В коридоре прошу новенького присмотреть за больным.
– Надо облегчать ему страдания и следить за пульсом.
– И всё? Мы больше ничего не можем сделать?
– Валерий, вы когда-нибудь сталкивались с подобным химвеществом?
Мотает головой.
– Мне приходилось. Токсичность плавиковой кислоты и её растворимых солей объясняется способностью свободных ионов фтора связывать биологически важные ионы кальция и магния в нерастворимые соли, это ведёт к отравлению фторидами. Книгу «Яды и противоядия» Гдаля Иосифовича Оксенгендлера, изданную в 1982 году у нас, в Ленинграде, читали?
Та же реакция.
– Рекомендую.
Проходит час, и я возвращаюсь. Не могу спокойно сидеть на месте, зная, какими страданиями совсем скоро может для Павла обернуться его отравление. Вхожу в соседнюю палату и наблюдаю через окно. Дверь открыта, хорошо слышно, мне же хочется понаблюдать со стороны за работой нового коллеги.
Пострадавший рассказывает Лебедеву историю, как всё начиналось:
– Я вообще не должен был сегодня выходить на работу – не моя смена. Представляете, сижу дома, чиню машину. А тут звонит сменщик и говорит, что заболел. Я решил, почему бы не подработать? Нам за смену 2500 тысячи платят, деньги-то хорошие.
– А какая у вас машина? – спрашивает Лебедев. Попутно, – и это я отмечаю, как хороший знак, – он продолжает обрабатывать ожоги на теле пострадавшего.
Павел широко улыбается.
– Вам не понравится мой ответ.
– Почему?
– «Лада Калина – моя машина». Слышали такое выражение?
Лебедев улыбается в ответ.
– Конечно. Вы что же, поклонник российского автопрома?
– Типа того. Машина хорошая. Я вообще так считаю: неважно, на чём ты ездишь. Главное – ухаживать за техникой. Тогда она служить будет долго… Ай!
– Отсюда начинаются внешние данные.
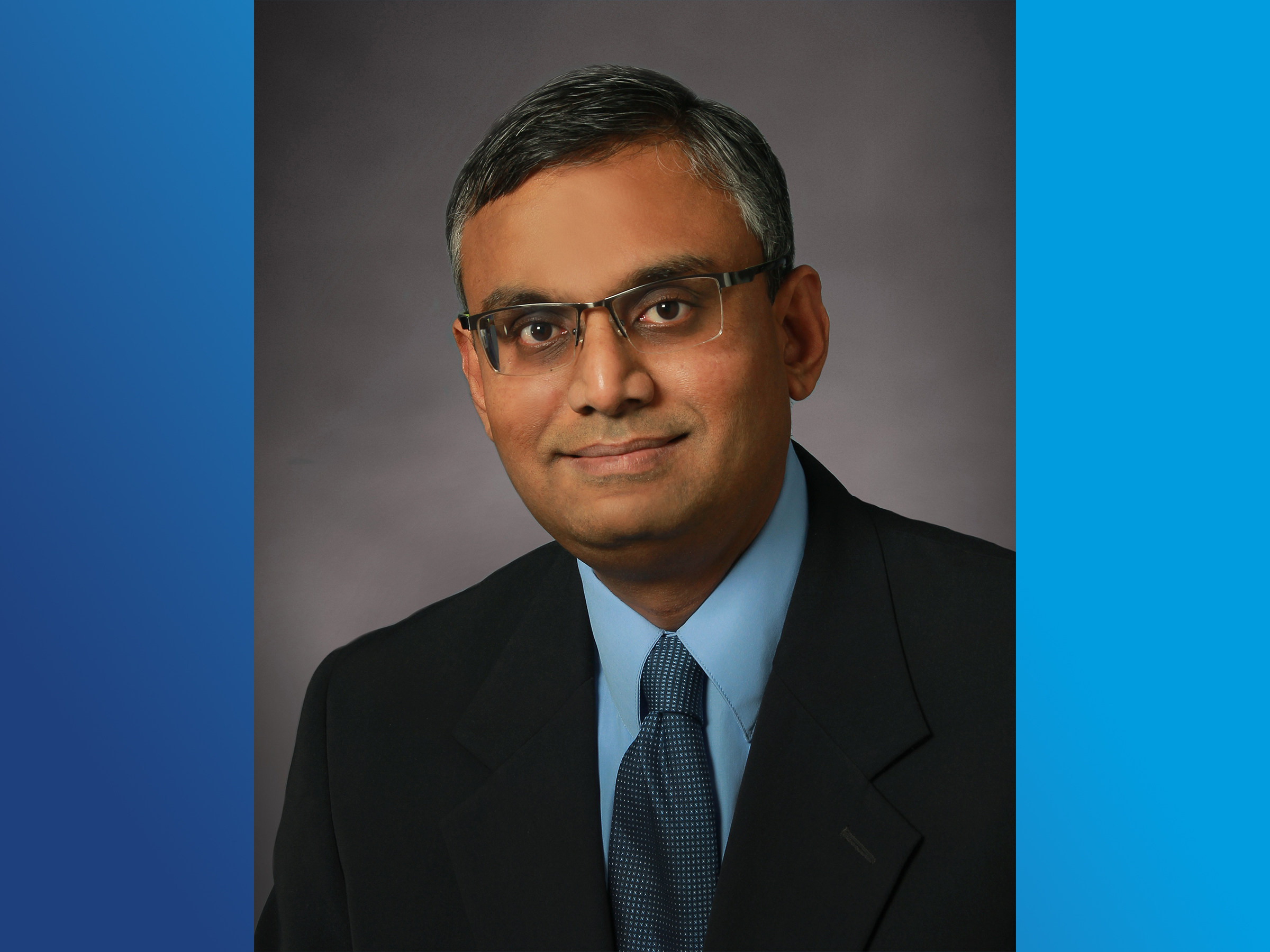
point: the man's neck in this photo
(670, 601)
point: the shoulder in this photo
(913, 538)
(445, 649)
(945, 581)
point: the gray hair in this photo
(591, 115)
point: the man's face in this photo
(640, 464)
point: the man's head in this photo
(645, 461)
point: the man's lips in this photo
(629, 446)
(630, 457)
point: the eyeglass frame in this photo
(725, 280)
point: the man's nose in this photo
(607, 376)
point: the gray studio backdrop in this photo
(376, 489)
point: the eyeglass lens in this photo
(535, 340)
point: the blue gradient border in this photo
(1142, 477)
(126, 477)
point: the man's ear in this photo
(804, 325)
(471, 371)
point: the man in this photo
(732, 706)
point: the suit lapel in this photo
(526, 846)
(814, 851)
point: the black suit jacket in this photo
(445, 785)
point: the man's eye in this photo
(539, 332)
(667, 312)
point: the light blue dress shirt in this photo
(733, 638)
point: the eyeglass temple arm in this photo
(747, 276)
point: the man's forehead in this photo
(582, 232)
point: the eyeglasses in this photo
(666, 315)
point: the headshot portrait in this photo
(636, 475)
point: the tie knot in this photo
(672, 681)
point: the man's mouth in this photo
(627, 457)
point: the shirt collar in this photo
(733, 634)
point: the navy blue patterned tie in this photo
(664, 847)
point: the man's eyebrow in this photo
(665, 270)
(670, 268)
(511, 297)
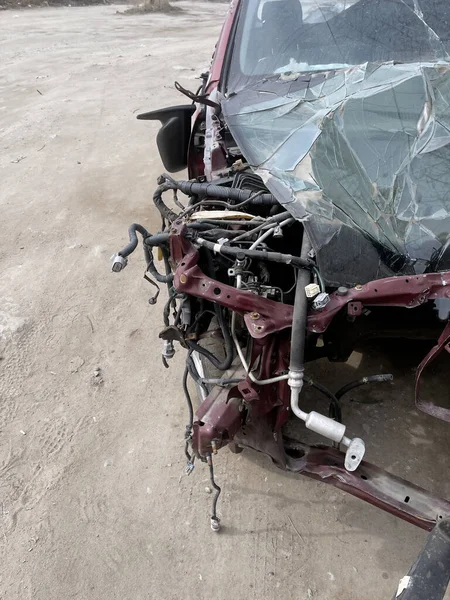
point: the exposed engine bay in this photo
(248, 304)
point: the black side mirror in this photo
(173, 137)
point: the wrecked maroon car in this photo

Лицо мужчина перекашивает от боли.
– Простите… – говорит Лебедев, убирая шпатель с кремом.
– Это не вы… – сквозь зубы произносит пострадавший. – У меня болит под кожей.
– Я введу ещё обезболивающее.
– Доктор, долго я тут проваляюсь?
– Трудно сказать…
Ко мне подходит Данила. Смотрит на Лебедева и пациента.
– Этот, новенький, как он тебе? – спрашивает меня.
– Поживём – увидим, – отвечаю. – Меня другое беспокоит.
Кратко ввожу Данилу в курс дела. Мнение ещё одного опытного коллеги лишним не будет.
– Кальций в крови Павла уже очень низкий. На ноге некроз.
– ЭКГ что-то показала?
– Расширение комплекса. Ему грозит аритмия.
– Что говорят токсикологи?
– Такие обширные ожоги плавиковой кислотой всегда летальны, – отвечаю. – Новых методов нет.
– Родственники едут? – интересуется Береговой.
– У него никого нет в Питере.
– Можно успеть на самолёте.
– Да, если только они не живут где-нибудь на Урале или Дальнем Востоке.
– И если у них есть деньги на билет, – философски замечает Данила.
– Надо ему всё сказать, – решаю и иду в палату.
Это страшно трудно: молодой, здоровый, сильный мужчина, полный надежд, теперь узнает, что не доживёт до конца сегодняшнего дня.